Sesan Resettlement in Hands of Power Utility

government committee an­nounced yesterday that the resettlement of 5,000 villagers who will be displaced by the construction of a hydropower dam in Stung Treng province is to be managed by the state power utility, Electri­cite du Cambodge.

The announcement surprised En­­vironment Ministry officials and NGO representatives attending a workshop in Phnom Penh as well as villagers, who remain in the dark about resettlement and compensation measures in the Lower Sesan II dam project.

Work on the 400-megawatt dam in Sesan district is slated to be­­gin in October.

The River Coalition of Cambo­dia had invited Sesan district community representatives to meet with the government’s Inter-Ministerial Resettlement Committee and other participants at the workshop.

However, Chea Sopharin, a consultant for the IRC, turned up to inform participants that EdC would be handling the resettlement plan, which remains secret.

“The management of the resettlement plan has been transferred from the IRC to EdC,” Mr So­pha­rin, director of consulting group Green Goal, told the 200 participants in attendance.

IRC head Im Sotheara later confirmed Mr Sopharin’s statement but declined to comment further.

The dam’s reservoir will flood 30,000 hectares of forest and farmland and seven villages, forcing 5,000 villagers from their homes. It will wipe out local fisheries and thus affect another 30,000 villagers living upstream, according to a project assessment.

Chhith Sam Ath, executive di­rector of NGO Forum, said the three NGOs in the River Coali­tion had not been informed about the change until yesterday, ad­ding that it had been disappointing that the IRC had failed to join discussions.

Mr Sam Ath said it was “important to bring affected communities and the representatives of the Inter-Ministerial Committee …together.”

“The [dam] project can’t go ahead unless the resettlement plan is clear, discussed and settled…that is a key principle,” he said. “But unfortunately there was no [IRC] representative.”

Vietnamese state-owned electricity giant EVN will develop the $806-million Lower Sesan II dam—with the Cambodian conglomerate Royal Group taking a 49 percent stake.

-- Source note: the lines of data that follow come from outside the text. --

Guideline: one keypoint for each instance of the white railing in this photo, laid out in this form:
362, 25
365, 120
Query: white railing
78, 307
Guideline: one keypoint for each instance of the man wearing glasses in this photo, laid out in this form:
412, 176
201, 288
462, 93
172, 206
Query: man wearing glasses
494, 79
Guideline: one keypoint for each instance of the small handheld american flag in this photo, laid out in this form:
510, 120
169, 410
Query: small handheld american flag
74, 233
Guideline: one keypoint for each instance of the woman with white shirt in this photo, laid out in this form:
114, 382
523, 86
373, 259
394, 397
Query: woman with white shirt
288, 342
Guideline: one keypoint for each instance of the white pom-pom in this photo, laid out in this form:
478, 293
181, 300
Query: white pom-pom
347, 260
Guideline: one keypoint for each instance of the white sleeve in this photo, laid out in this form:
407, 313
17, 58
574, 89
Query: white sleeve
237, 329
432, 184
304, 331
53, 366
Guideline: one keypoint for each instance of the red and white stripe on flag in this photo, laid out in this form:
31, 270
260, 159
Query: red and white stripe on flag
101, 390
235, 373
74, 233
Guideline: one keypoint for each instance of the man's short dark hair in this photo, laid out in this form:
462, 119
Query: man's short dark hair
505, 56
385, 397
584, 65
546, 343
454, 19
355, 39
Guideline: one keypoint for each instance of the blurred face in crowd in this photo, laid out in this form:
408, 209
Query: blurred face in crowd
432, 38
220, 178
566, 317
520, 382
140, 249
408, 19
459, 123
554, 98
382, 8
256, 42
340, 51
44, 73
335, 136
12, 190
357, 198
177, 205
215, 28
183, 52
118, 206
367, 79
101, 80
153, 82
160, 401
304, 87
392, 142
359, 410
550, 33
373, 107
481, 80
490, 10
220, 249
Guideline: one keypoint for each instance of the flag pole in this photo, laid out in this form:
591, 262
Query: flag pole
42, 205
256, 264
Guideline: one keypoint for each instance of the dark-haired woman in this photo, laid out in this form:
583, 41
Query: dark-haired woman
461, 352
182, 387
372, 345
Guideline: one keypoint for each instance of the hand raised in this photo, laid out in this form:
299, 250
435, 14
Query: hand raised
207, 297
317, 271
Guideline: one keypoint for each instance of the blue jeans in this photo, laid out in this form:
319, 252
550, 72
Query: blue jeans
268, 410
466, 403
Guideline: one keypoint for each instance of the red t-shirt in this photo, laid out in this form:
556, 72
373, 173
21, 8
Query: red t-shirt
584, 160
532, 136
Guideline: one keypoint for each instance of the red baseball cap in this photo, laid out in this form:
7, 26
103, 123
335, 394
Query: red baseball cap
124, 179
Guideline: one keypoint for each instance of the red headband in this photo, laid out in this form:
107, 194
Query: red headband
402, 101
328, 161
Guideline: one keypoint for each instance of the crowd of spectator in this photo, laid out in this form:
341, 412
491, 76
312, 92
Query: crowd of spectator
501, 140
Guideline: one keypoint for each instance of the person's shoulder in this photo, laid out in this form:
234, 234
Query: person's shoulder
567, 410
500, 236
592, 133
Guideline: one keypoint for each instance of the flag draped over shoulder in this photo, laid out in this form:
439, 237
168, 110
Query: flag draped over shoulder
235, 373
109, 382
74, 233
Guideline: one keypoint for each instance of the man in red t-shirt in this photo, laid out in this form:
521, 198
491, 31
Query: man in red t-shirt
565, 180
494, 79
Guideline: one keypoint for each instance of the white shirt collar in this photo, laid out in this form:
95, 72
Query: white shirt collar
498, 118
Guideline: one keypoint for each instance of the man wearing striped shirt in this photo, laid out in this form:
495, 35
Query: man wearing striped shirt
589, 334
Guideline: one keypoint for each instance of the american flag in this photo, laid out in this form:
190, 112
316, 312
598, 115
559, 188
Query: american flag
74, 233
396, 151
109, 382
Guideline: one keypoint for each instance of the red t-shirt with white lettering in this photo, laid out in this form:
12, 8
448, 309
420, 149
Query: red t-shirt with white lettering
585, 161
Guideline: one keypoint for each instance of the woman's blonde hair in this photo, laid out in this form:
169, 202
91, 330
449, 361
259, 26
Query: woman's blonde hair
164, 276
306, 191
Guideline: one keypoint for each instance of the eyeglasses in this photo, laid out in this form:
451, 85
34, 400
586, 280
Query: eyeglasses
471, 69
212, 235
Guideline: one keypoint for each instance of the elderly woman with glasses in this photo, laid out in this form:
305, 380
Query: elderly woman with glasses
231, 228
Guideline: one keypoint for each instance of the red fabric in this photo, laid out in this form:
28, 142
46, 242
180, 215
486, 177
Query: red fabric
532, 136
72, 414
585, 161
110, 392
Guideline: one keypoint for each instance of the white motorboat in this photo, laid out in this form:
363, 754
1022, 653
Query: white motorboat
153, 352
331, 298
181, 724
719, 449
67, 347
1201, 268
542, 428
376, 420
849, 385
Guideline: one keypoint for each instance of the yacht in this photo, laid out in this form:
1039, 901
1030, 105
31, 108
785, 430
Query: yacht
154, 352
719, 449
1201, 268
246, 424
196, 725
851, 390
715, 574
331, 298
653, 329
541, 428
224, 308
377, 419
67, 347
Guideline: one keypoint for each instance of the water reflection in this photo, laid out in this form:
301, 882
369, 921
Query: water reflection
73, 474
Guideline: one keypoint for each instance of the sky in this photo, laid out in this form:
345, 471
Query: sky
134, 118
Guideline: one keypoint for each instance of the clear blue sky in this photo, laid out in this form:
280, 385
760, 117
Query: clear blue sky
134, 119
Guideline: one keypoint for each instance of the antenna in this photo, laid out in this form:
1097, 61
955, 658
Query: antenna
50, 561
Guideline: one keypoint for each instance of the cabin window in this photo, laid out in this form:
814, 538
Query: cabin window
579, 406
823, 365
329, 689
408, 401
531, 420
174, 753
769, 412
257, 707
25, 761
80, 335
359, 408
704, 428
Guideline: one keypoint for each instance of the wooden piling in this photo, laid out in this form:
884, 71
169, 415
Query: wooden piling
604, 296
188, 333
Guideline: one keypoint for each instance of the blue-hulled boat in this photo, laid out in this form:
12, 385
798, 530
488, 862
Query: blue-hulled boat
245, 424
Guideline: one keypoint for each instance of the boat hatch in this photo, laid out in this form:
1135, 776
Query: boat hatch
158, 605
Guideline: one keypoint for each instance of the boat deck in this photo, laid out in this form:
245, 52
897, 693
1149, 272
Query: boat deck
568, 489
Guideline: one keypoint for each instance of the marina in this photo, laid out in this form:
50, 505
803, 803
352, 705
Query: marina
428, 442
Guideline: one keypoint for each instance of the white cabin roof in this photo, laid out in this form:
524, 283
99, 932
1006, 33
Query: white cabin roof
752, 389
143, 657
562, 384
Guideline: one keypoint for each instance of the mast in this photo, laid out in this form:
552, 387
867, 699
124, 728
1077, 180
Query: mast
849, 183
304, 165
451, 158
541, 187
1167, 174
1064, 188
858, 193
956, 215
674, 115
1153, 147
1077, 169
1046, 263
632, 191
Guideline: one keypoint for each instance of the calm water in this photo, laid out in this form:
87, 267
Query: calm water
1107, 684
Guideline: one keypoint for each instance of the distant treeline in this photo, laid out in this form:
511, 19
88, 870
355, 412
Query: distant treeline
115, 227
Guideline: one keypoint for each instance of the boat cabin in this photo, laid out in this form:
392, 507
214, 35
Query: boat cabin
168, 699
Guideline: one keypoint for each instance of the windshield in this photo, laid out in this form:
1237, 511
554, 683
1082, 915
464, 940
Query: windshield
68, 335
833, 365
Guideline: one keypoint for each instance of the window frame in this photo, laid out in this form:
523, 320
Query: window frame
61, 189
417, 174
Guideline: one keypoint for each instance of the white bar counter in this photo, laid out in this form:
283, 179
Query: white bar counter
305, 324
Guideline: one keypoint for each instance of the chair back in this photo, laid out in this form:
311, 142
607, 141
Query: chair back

The dam would supply half of its power to Viet­nam, according to the government, while the rest would supply much-needed cheap power to Cambodia.

Despite the looming construction, various senior officials said they were unaware of the shift in responsibilities for the resettlement of villagers.

Environment Ministry Secre­tary of State Prach Sun attended the workshop, but he said that, as far as he knew, the unreleased resettlement plan “is under the committee’s charge.”

Praing Chulasa, director of EdC’s strategy and planning unit, said he was unaware that the EdC would be taking over the resettlement of the villagers.

“I have not been told,” he said.

Sesan district governor Bou Keo Sovann also said he knew no­thing about yesterday’s announcement.

Mr Sopharin, the consultant, said later that there had been no need for the IRC to inform other officials, NGOs or affected villagers about the change in re­sponsibilities, as “this was only the internal measure…there’s no use for a public announcement.”

He added that the resettlement plan had not been shared with anyone either because it was “not yet internally approved.”

Ame Trandem, Mekong coordinator for environmental group International Rivers, said that it was “a shame” that the IRC had been absent.

“Without informed information and close consultation, the dam’s resettlement plan remains questionable and is unlikely to serve the interests of the people who will be affected,” she said in an e-mail.